Build your first SynapseML models
This tutorial provides a brief introduction to SynapseML. In particular, we use SynapseML to create two different pipelines for sentiment analysis. The first pipeline combines a text featurization stage with LightGBM regression to predict ratings based on review text from a dataset containing book reviews from Amazon.
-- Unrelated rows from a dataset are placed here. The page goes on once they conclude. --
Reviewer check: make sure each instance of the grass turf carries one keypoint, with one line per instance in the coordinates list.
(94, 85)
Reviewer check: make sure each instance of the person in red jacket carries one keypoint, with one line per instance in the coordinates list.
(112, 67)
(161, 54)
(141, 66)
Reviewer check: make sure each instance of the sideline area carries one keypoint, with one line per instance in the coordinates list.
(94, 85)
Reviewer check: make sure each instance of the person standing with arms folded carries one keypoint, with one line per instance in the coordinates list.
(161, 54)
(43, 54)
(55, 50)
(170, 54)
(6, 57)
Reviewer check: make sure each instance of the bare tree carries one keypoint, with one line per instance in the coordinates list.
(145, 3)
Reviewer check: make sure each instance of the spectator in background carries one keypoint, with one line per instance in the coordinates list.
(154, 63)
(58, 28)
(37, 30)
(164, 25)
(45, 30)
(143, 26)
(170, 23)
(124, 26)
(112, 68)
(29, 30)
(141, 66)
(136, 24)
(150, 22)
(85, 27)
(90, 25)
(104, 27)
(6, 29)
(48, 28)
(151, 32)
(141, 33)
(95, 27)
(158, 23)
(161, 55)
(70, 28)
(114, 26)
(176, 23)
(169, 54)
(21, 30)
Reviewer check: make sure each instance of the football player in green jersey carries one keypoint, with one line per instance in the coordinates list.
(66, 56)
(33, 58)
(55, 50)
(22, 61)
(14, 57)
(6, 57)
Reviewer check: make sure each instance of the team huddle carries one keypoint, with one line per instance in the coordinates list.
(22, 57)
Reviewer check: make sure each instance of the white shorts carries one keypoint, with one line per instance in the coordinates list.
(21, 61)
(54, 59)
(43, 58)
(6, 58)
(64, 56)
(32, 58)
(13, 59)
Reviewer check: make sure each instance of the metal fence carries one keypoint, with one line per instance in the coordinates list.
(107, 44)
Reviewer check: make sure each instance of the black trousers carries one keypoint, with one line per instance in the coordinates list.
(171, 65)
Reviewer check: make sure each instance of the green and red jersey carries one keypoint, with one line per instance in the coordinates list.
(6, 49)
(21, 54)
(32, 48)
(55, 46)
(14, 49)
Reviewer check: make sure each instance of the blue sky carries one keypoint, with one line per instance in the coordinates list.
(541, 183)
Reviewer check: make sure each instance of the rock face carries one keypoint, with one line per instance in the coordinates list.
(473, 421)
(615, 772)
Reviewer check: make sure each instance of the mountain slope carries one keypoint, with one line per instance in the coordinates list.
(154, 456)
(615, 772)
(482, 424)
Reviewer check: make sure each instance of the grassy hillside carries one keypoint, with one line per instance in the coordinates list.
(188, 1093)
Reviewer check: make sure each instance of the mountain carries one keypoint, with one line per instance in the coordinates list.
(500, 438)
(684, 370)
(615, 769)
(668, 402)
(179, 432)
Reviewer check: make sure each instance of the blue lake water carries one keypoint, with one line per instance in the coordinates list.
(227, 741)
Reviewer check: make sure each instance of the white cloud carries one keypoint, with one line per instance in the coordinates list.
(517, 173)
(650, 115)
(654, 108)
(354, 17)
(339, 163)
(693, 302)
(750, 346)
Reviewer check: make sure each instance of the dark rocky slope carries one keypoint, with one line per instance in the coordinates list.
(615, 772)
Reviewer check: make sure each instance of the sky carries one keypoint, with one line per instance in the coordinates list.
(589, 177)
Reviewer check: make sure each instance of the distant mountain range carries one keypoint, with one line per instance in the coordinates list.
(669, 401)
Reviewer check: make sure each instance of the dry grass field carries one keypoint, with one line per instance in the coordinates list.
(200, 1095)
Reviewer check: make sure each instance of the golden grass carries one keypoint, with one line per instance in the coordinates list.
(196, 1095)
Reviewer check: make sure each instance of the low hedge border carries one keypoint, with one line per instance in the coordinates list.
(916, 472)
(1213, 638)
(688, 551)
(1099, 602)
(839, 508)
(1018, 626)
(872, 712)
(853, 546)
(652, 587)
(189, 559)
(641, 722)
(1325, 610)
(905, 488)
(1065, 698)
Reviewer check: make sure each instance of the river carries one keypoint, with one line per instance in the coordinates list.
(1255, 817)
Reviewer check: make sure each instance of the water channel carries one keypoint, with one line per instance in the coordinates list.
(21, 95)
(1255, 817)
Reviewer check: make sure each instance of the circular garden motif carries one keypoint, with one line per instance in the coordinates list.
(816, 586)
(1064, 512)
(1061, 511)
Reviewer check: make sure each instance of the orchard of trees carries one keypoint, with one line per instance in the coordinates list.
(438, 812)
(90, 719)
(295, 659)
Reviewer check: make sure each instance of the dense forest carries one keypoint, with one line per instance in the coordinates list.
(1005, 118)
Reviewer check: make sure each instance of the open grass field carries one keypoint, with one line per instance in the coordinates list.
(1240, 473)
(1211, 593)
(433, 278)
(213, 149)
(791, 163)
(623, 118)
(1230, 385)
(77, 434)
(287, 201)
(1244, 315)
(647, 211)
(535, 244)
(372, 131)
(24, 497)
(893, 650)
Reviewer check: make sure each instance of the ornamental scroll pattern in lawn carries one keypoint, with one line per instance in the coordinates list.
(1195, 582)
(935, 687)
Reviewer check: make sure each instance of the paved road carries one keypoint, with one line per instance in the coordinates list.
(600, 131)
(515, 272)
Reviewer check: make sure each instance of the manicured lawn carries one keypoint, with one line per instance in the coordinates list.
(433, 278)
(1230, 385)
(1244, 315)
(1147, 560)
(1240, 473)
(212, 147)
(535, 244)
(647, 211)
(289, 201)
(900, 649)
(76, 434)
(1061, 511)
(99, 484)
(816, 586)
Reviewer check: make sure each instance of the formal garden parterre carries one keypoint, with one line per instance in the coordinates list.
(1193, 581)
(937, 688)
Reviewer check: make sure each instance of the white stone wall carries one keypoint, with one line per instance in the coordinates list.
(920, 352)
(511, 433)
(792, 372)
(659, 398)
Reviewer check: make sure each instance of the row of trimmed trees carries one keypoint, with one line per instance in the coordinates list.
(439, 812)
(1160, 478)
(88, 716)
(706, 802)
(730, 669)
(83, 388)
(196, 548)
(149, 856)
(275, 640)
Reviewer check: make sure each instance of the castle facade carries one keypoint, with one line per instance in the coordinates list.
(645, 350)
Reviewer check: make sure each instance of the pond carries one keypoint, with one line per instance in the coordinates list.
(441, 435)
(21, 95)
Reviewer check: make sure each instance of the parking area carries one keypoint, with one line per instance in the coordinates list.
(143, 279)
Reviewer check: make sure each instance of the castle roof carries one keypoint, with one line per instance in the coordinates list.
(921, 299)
The second pipeline shows how to use prebuilt models through the Azure AI Services to solve this problem without training data.
Load a dataset
Load your dataset and split it into train and test sets.
train, test = (
spark.read.parquet(
"wasbs://publicwasb@mmlspark.blob.core.windows.net/BookReviewsFromAmazon10K.parquet"
)
.limit(1000)
.cache()
.randomSplit([0.8, 0.2])
)
display(train)
Create the training pipeline
Create a pipeline that featurizes data using TextFeaturizer
from the synapse.ml.featurize.text
library and derives a rating using the LightGBMRegressor
function.
from pyspark.ml import Pipeline
from synapse.ml.featurize.text import TextFeaturizer
from synapse.ml.lightgbm import LightGBMRegressor
model = Pipeline(
stages=[
TextFeaturizer(inputCol="text", outputCol="features"),
LightGBMRegressor(featuresCol="features", labelCol="rating"),
]
).fit(train)
Predict the output of the test data
Call the transform
function on the model to predict and display the output of the test data as a dataframe.
display(model.transform(test))
Use Azure AI services to transform data in one step
Alternatively, for these kinds of tasks that have a prebuilt solution, you can use SynapseML's integration with Azure AI services to transform your data in one step.
from synapse.ml.services.language import AnalyzeText
from synapse.ml.core.platform import find_secret
model = AnalyzeText(
textCol="text",
outputCol="sentiment",
kind="SentimentAnalysis",
subscriptionKey=find_secret(
secret_name="ai-services-api-key", keyvault="mmlspark-build-keys"
), # Replace the call to find_secret with your key as a python string.
).setLocation("eastus")
display(model.transform(test))